Please be aware that your login credentials will be fully visible inside Visidata, as they are part of the connection url. The url is shown in the Statuses window at startup, and as part of the Options ("es_url"). This might be a problem if you are working in some kind of a shared environment.

At index time

If you index a sheet called dogs into Elasticsearch, the plugin will look for type mappings in a sheet named dogs_mappings. If this mapping sheet does not exist, Elasticsearch will guess the types and give you default mappings. You can produce a template of type mappings by using es-infer-mappings on a Visidata TableSheet. The mapping sheet is provided as key-value pairs, so you can edit the mappings in Visidata and not have to keep track of matching parentheses of the nested dict that Elasticsearch expects at index time. A lot of the ES and Kibana functionality depends on typing, so try and be specific by providing the mappings at index time. The same goes for index settings, optionally contained in a sheet named dogs_settings.

Overview shortcut

If you get good use out of this plugin, you may want to add a keyboard shortcut in your .visidatarc, for accessing the overview sheet.

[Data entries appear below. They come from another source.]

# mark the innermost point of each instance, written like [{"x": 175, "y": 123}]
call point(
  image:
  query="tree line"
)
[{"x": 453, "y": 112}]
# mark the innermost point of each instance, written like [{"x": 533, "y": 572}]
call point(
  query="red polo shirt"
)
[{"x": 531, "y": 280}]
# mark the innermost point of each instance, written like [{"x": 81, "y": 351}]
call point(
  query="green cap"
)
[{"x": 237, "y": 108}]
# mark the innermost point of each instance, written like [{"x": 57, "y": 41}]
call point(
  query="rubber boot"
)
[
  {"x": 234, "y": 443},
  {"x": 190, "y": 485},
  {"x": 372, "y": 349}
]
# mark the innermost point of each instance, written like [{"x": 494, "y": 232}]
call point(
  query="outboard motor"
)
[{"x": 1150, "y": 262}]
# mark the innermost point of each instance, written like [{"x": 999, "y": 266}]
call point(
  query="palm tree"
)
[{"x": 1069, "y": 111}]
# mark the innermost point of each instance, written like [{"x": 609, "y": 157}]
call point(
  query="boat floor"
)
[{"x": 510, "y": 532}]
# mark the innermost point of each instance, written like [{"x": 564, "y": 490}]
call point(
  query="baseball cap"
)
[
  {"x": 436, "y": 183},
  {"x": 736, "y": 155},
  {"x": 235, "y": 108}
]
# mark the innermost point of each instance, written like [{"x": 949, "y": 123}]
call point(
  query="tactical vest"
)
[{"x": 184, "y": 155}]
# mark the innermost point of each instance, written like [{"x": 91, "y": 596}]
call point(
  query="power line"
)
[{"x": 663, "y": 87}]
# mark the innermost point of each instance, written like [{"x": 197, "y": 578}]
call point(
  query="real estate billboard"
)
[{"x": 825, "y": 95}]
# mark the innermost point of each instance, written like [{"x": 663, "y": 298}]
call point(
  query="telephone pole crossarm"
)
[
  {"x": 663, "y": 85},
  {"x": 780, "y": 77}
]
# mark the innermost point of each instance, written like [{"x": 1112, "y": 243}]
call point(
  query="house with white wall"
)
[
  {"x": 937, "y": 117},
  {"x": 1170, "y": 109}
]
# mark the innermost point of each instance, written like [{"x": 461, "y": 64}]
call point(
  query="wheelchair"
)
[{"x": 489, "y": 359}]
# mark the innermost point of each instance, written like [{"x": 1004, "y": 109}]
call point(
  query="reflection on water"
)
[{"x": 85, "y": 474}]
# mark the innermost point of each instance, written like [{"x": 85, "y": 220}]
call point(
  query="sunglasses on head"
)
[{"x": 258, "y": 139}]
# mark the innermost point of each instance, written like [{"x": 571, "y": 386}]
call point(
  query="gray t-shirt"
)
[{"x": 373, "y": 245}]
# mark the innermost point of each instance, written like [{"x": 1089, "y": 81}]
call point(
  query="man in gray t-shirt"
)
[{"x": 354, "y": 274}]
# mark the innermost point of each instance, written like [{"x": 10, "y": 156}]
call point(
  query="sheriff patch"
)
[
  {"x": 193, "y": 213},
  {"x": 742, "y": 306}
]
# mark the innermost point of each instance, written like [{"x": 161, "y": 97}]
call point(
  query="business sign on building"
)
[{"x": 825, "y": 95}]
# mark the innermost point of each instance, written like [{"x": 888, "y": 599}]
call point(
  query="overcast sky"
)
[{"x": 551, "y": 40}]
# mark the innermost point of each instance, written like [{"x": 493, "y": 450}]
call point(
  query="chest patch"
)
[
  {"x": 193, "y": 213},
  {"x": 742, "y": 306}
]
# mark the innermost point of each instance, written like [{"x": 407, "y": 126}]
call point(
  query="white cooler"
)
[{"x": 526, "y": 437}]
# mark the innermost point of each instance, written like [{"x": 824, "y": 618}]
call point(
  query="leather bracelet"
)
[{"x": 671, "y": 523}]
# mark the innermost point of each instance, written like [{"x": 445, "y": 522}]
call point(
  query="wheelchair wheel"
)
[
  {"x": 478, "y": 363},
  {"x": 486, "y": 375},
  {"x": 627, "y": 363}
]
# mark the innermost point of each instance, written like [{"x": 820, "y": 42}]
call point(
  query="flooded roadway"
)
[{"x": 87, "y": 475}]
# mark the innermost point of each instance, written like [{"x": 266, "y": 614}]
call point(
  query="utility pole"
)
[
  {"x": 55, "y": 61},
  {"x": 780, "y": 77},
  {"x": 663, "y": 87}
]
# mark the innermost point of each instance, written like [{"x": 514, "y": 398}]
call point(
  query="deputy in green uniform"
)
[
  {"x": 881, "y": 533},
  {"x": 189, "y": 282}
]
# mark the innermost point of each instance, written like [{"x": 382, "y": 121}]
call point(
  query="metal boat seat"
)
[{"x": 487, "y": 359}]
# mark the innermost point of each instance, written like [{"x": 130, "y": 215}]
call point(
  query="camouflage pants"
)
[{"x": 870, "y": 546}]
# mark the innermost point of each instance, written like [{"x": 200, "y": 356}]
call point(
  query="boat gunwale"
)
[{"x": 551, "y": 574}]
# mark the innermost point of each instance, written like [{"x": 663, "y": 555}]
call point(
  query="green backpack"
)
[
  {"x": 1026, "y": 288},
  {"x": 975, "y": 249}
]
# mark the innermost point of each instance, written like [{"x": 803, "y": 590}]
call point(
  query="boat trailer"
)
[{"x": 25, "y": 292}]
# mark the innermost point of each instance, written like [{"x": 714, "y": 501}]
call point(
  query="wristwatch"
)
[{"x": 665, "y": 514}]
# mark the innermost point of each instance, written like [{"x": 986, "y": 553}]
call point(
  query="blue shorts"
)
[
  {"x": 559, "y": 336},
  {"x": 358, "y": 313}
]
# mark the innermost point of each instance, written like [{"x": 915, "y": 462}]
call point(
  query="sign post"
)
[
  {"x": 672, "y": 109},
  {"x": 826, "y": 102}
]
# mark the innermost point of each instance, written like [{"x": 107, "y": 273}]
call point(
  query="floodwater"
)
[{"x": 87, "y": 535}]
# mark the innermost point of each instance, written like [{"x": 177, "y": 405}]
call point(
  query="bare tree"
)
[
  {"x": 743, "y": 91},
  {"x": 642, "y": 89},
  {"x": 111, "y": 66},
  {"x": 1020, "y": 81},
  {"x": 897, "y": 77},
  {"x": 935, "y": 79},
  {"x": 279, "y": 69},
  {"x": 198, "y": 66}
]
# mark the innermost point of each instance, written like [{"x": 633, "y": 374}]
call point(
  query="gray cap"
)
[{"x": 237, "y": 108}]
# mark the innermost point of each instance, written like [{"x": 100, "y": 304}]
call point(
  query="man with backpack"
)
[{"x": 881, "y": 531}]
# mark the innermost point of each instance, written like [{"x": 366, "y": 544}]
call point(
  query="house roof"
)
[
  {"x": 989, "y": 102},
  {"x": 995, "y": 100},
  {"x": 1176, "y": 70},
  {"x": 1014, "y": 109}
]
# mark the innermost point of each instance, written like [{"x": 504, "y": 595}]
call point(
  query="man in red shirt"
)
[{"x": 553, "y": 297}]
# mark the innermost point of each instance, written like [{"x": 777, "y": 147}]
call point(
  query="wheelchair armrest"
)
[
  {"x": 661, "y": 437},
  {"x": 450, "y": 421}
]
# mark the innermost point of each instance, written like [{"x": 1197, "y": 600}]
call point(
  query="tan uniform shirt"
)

# capital E conveniently lists available indices 
BaseSheet.add Command('E', 'es-indexsheet', 'sheet.es_indexsheet()') 

I have gone with a single capital letter for convenience, but you might opt for a different keybinding that is less likely to cause conflict with future Visidata updates.

vd_colorbrewer (deprecated)

Adds Colorbrewer scales to Visidata plotting. Improved upon by @saulpw and added to core Visidata at features/colorbrewer.py.